The complexities of an increasingly difficult investigation mean that her full inquest will not now be heard until 2008, the Daily Express can reveal.
So the public will have had to endure an agonising wait of more than 10 years for the truth to emerge – a decade marked by official attempts to cloak her mysterious death in secrecy.
Last night a source close to the inquiry said: “Ten years is a scandalous length of time for something so important to drag on. People deserve answers, they want the truth.”
Amid that clamour, evidence has emerged of fresh delays and confusion continuing to hamper the inquiry into the deaths of Diana and her lover Dodi Fayed in a Paris car crash in 1997.
Dame Elizabeth Butler-Sloss, the former judge appointed to handle the inquests, has yet to meet Lord Stevens, the ex-Metropolitan Police Commissioner overseeing the £4million inquiry into the deaths.
Insiders are astonished that the judge, who has come out of retirement to handle the inquest, has still not arranged her first meeting with her chief investigator.
It underlines, they claim, the lack of urgency which has bedevilled attempts to provide a full and compelling explanation of the night of August 31.
Sources are also concerned that the former High Court judge is engaged in a number of other projects which may add to delays in the Diana case. The scale of her task, in a role which experts acknowledge is not the 73-year-old family court specialist’s area of expertise, is staggering.
She will have to study an estimated 20,000 documents, including 1,500 witness statements compiled by the detectives staffing the inquiry by Lord Stevens, whose report will not be presented to the new coroner before next year.
Lady Butler-Sloss is likely to try to ease public anger over the scandal by tabling a series of preliminary hearings next year.

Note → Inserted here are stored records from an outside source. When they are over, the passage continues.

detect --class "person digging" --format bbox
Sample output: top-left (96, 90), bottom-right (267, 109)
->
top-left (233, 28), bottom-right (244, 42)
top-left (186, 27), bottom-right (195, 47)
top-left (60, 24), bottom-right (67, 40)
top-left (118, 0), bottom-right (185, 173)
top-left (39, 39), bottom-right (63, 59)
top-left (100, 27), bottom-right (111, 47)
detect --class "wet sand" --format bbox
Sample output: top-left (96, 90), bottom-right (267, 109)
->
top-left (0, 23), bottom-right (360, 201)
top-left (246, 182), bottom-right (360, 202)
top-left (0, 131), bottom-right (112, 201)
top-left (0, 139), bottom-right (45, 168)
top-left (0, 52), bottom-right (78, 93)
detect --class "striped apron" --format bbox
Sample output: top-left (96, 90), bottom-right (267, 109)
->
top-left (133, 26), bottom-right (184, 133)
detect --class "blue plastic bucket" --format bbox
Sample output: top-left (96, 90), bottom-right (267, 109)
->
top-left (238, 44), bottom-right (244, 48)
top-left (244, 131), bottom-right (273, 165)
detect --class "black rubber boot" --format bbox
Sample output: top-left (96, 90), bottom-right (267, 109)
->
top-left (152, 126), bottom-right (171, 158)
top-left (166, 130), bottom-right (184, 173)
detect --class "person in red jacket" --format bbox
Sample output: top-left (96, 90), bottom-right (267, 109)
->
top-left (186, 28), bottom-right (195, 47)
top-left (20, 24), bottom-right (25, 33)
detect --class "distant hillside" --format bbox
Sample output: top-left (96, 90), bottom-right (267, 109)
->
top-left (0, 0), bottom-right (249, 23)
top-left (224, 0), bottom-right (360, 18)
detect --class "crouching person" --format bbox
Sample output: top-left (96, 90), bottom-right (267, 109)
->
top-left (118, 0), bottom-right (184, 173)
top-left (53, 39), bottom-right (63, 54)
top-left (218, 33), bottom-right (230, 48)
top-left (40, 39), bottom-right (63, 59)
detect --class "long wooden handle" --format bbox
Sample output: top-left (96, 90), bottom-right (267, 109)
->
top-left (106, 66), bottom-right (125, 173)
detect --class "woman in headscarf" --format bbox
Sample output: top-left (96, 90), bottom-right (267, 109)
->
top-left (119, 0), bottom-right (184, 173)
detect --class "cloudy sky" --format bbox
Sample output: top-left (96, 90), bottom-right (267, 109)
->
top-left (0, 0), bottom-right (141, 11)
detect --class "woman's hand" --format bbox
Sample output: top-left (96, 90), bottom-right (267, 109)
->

Critics fear that she may be persuaded to hear some evidence in private, with lawyers arguing that national security could be at risk.
They are also deeply worried that the judge may try to avoid holding a joint inquest into the deaths of the Princess and Dodi by citing ancient rules governing hearings into royal deaths.
Legal experts say that Diana’s inquest might have to be held within the jurisdiction of the Royal Household, and any jury made up of Buckingham Palace lackeys.
Opponents claim this rule does not apply because Diana, who divorced Prince Charles in 1996, was no longer a member of the Royal Household when she died.
Such a move is certain to provoke further claims of a cover-up, but Diana campaigners fear that Lady Butler-Sloss may try to get around such a problem by choosing not to involve jurors.
Sources close to the judge have already indicated that she may choose this option “to maintain confidence in her independence,” a claim likely to be challenged by many.
Lady Butler-Sloss declined to answer a series of questions tabled by the Daily Express to establish what progress she had made.
Diana, 36, and Dodi, 42, were killed with their chauffeur, Henri Paul. A two-year investigation in France blamed Paul for losing control of the car, which was being chased by paparazzi, because he was drunk and high on prescription drugs and driving too fast.
But Lord Stevens has admitted that his exhaustive investigation has uncovered fresh witnesses and scientific evidence that the Princess’s death was ‘far more complex than any of us thought.”
Fears that Lady Butler-Sloss may turn out to be an Establishment mouthpiece were heightened recently when her appointment as Deputy Coroner for the Queen’s Household and Assistant Deputy Coroner for Surrey, where Dodi Fayed is buried, was publicly welcomed by Buckingham Palace.